MS 131 has hosted the summer meals program for about 10 years.
“The cafeteria is filled with children in the summer. We serve about 1,000 meals a day,” said Principal Phyllis Tam. “The summer meals program also brings our community closer together.”
According to a new national report released June 10, during the 2011-12 school year, more than 1.1 million students in New York received free or discounted lunches, but only 313,175 children received summer meals on an average day in July 2012.
New York saw a 2.1 percent decrease in summer nutrition program participation in 2012, but maintains its third-place position in a nationwide analysis. It exceeds the national rate of one in seven low-income students participating in summer nutrition programs, according to “Hunger Doesn’t Take a Vacation” by the Food Research and Action Center.
FRAC measures national summer participation during the month of July, when children lose access to school meals. A comparison is made of the children participating in summer meal programs vs. the number of low-income children receiving school meals during the school year.
Social media, fliers, subway ads and Yankee players are helping to promote the summer meals program.

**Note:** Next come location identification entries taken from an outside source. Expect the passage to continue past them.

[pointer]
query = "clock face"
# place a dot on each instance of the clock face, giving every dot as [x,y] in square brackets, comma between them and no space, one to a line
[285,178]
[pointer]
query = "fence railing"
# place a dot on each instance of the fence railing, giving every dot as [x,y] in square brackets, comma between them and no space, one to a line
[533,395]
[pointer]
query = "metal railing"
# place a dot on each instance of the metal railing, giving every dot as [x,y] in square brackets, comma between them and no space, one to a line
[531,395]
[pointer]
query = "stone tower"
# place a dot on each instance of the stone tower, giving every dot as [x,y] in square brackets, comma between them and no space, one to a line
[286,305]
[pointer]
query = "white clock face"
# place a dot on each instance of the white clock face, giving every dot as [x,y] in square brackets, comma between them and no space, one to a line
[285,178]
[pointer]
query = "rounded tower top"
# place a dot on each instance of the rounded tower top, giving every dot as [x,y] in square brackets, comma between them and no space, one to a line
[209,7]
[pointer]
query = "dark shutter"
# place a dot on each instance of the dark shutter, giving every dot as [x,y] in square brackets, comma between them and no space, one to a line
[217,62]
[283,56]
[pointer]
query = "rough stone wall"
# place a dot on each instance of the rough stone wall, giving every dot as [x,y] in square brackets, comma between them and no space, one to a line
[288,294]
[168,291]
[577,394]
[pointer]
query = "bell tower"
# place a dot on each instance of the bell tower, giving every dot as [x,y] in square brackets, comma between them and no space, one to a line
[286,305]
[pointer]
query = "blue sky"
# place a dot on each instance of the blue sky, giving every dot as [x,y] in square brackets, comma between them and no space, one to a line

More diverse and nutritious meals are being prepared for the summer’s program to increase participation as well.
“We have a new addition of Italian-style grilled chicken salads and honey mustard grilled chicken wraps,” said Walcott. “The bottom line is that there’s an obesity epidemic in this city and our children have got to eat healthier meals. We are determined to create a sea change in our students’ eating habits, and that’s not going to stop this summer.”
The menu also includes milk, fruit, salads, turkey sandwiches and pizza.
“Summer meals are vital to ensuring that low-income children receive adequate nutrition in the summer months,” said New York City Coalition Against Hunger Executive Director Joel Berg. “We must increase the usage of federally funded summer meals for low-income students.”
Multiple methods for locating a summer meal site in the city are available to encourage participation. A map of summer meals sites across the city can be accessed atnyccah.org/summermeals. Families can also call 311 or text nycmeals to 877877.
Breakfast is served from 8 a.m. to 9:15 a.m. and lunch is served from 11 a.m. to 1:15 p.m. Only lunch is served on the weekends and mobile food trucks are operating on the weekends only at Flushing Meadows. The DOE’s summer meals program, held by the Office of School Food, has been in operation for more than 30 years.